View Full Version : Night shift and coffee
davejag
Oct 5, 2007, 04:50 AM
My wife works as auditor during the night (11pm- 7pm 40 hours a week). It's has been really hard on her since she got pregnant, because of the hours and the lack of sleep during the day. She as well claims she needs to drink at least a cup of coffee a night in order to stay awake, which I believe can't be good for the baby since she is only 7 weeks pregnant. I have read that pregnant women who work night shift should never work full time, is that true? Can coffee really harm the baby? Is she now more prone to have a miscarriage? I am just concerned about the health of my wife and baby.
Hello Dave:
I'll try to help. Your wife should maintain the current level of activity she is used to during her pregnancy unless she is instructed by her doctor to slow down. Since she is only 7 weeks, she will be more tired, but this will go away after about week 12 if not sooner.
As for the caffeine, nope it's not really good for you, but one cup of java a day won't hurt. With all 4 of my children (ages 21, 19, 14 and 5), I maintained my Pepsi fix and no one was any worse for the wear.
Now, I have to ask why she is unable to get sleep during the day. Are there other children in the home? She needs to get a minimum of 8 hours sleep in a 24 hour period.
Has she been to her first prenatal appointment yet? If she has, why don't you go with her on the next one, take a list of your questions to ask the OB. Since the doctor/midwife knows her medical history better than any of us do, they would be the ones to ask.
davejag
Oct 8, 2007, 04:21 AM
Sorry it has taken me this long to respond. To answer your question she has a hard time sleeping because it is during the day. There are neighbors around, we have animals, the phone rings, and the door bell goes off all kinds of things. We have been trying to eat healthy and eat at least 3 meals a day. The one thing that concerns me is that she is so worried all the time about having a miscarriage, is that normal?
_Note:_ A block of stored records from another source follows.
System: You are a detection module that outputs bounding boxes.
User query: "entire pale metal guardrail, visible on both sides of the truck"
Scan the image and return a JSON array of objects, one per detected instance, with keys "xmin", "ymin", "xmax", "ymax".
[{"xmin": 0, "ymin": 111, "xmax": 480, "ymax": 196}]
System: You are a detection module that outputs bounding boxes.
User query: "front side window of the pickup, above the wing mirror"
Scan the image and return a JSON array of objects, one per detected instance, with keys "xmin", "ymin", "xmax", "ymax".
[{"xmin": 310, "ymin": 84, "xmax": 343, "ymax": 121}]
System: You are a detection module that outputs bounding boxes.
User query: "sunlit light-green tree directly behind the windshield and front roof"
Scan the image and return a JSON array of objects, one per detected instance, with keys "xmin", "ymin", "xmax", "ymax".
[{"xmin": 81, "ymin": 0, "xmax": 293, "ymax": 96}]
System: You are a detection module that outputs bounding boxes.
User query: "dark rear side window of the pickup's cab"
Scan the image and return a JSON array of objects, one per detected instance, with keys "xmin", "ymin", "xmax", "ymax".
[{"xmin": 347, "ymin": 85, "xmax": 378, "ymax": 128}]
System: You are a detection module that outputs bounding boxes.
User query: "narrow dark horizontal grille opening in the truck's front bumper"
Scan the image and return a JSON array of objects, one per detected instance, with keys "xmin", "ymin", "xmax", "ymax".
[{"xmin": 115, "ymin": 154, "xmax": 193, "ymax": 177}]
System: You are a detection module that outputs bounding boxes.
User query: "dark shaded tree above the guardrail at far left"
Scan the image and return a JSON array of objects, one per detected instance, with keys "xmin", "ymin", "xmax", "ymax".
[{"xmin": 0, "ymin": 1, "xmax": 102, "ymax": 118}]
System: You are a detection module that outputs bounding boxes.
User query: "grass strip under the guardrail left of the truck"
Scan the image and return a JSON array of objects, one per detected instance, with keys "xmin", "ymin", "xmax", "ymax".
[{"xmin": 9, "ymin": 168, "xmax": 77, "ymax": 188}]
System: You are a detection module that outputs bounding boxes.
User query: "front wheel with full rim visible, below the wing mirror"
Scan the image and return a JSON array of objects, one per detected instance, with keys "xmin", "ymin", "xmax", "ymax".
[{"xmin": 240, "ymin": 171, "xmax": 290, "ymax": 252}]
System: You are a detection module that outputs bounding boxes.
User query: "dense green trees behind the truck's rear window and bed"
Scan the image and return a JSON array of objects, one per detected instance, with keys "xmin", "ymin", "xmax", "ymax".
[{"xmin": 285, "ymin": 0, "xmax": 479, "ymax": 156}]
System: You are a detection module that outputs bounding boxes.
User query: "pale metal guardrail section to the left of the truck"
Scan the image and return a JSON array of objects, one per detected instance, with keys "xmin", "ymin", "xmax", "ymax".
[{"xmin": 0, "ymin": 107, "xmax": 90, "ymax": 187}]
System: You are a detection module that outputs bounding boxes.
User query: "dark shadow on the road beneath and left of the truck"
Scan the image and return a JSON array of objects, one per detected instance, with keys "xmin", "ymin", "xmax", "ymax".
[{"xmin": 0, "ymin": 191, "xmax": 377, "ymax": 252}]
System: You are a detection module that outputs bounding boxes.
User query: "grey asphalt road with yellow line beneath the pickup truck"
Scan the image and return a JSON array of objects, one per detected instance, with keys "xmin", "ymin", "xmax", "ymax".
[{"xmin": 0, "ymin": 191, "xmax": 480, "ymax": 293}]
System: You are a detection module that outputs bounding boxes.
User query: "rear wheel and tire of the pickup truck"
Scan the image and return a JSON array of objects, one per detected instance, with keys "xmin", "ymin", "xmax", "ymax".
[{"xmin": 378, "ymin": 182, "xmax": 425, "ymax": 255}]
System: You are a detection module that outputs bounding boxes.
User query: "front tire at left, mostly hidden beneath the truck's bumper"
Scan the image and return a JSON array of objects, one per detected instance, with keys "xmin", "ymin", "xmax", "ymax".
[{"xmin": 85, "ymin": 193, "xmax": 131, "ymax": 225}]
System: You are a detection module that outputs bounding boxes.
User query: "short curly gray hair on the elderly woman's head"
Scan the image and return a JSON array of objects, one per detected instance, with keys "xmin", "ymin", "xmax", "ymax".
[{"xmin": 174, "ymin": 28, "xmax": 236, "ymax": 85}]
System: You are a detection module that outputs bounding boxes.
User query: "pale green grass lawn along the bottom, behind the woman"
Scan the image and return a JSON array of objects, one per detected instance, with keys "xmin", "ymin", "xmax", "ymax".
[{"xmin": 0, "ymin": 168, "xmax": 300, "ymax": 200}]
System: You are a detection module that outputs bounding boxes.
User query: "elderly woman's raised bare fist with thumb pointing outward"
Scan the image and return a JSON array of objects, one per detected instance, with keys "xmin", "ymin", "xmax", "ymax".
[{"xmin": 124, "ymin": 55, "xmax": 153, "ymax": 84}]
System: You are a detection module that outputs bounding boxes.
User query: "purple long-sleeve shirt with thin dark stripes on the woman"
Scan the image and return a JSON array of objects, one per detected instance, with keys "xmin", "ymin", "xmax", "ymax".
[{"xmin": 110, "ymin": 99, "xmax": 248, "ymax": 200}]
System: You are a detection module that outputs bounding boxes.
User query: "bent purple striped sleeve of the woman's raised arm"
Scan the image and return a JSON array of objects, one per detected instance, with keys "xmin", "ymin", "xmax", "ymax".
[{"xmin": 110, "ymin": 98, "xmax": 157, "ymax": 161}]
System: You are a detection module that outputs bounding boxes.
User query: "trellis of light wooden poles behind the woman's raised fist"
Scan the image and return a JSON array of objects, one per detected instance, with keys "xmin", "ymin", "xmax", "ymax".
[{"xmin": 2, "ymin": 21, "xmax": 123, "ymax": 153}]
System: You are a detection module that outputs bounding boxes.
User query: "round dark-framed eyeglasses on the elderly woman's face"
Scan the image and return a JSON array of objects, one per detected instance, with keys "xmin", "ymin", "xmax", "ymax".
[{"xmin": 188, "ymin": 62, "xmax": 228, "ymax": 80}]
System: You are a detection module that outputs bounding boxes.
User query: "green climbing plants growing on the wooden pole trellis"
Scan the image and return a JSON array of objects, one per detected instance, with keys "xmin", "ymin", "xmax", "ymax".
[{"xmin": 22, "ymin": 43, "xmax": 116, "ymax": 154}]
Is there anything we can do to lighten the chances? We have our first appointment on the 16th of this month and I am sure we will have lost of questions for the doctor.
JoeCanada76
Oct 8, 2007, 05:01 AM
Yes, it is normal to worry about miscarriages. Many pregnant women worry, at the same time too much stress and too much worry can put strain on the pregnancy. She needs to learn how to relax and try to remain as stress free as possible. I know it is hard to deal with but this is all normal. It is good that she is eating healthy but rest is important. As far as the coffee is concerned, my wife cut out all caffiene products when pregnant. That was just something we did. To go out and try to figure out and read all the good and bad things to do or not to do during pregnancy will only put more pressure and stress on your wife. Like J9 has said she kept her pepsi fix and her children were fine as long as that is not the only thing that she is drinking.
I also hope that she is taking her prenatel vitamins. Good luck with everything.
Joe
Let's see if this will help her to get some sleep. Get room darkening shades for the bedroom, have her take the phone off the hook or turn the ringer on while getting her 8 hours of sleep. She doesn't have to answer the door. Tell the neighbors not to come over during the hours that she is sleeping.
If this cannot be accomplished then, yes, she should change shifts. She needs her sleep more now than ever. It will be even worse when baby comes.
It is very normal for us women to be afraid of a miscarriage, we all go through it during pregnancy. Can you lessen the chances? Not really, nature always has the upper hand. BUT, her not getting enough sleep can cause problems for her and/or baby down the line.
Make sure she is taking prenatal vitamins right now. And please, let her get some sleep. Disconnect the doorbell if you have to.
davejag
Oct 8, 2007, 05:55 AM
Thank you both for the good answers,I will do everything to get her to sleep if that means the baby and her will be safer in the long run.
Becca1025
Oct 8, 2007, 07:14 AM
In my first trimester I was so scared of miscarriage that I was constantly checking if there was any bleeding. Her fear will wear down eventually. Mine did, especially as she gets further along. As for the caffine, I thought I was going to die without my coffee or dr. pepper. When I asked my doctor about the caffiene she told me a generous two cups a day is fine. So here I am 26 weeks, with my huge pregnant belly with a healthy baby in medrinking my coffee. Also when I was in the first trimester I was soooo tired all the time. I would wake up then two hours later I would feel as if I haven't slept in days. You should turn the phones off, put a sign on the front door to tell people not to ring the doorbell, and put the pets somewhere. If sleep and stress is putting too much of a strain on your wife, maybe she can work less hours? Or maybe different hours. Write down any questions you have for the doctor, because you will forget when you get there. I always do. Congrats!
rpg219
Oct 8, 2007, 07:20 AM
I agree with J_9... just add a noise maker (white sound machine) with it. Set it for rain or waves and she'll sleep like a baby. I work a similar shift (longer hours) and made it through pregnancy fine. As you know now, it is very normal (especially with a first child) to be worried to death and have tons of questions. I want to commend you for the interest you are taking!
davejag
Oct 8, 2007, 05:12 PM
Thank you all for great answers I feel much better now.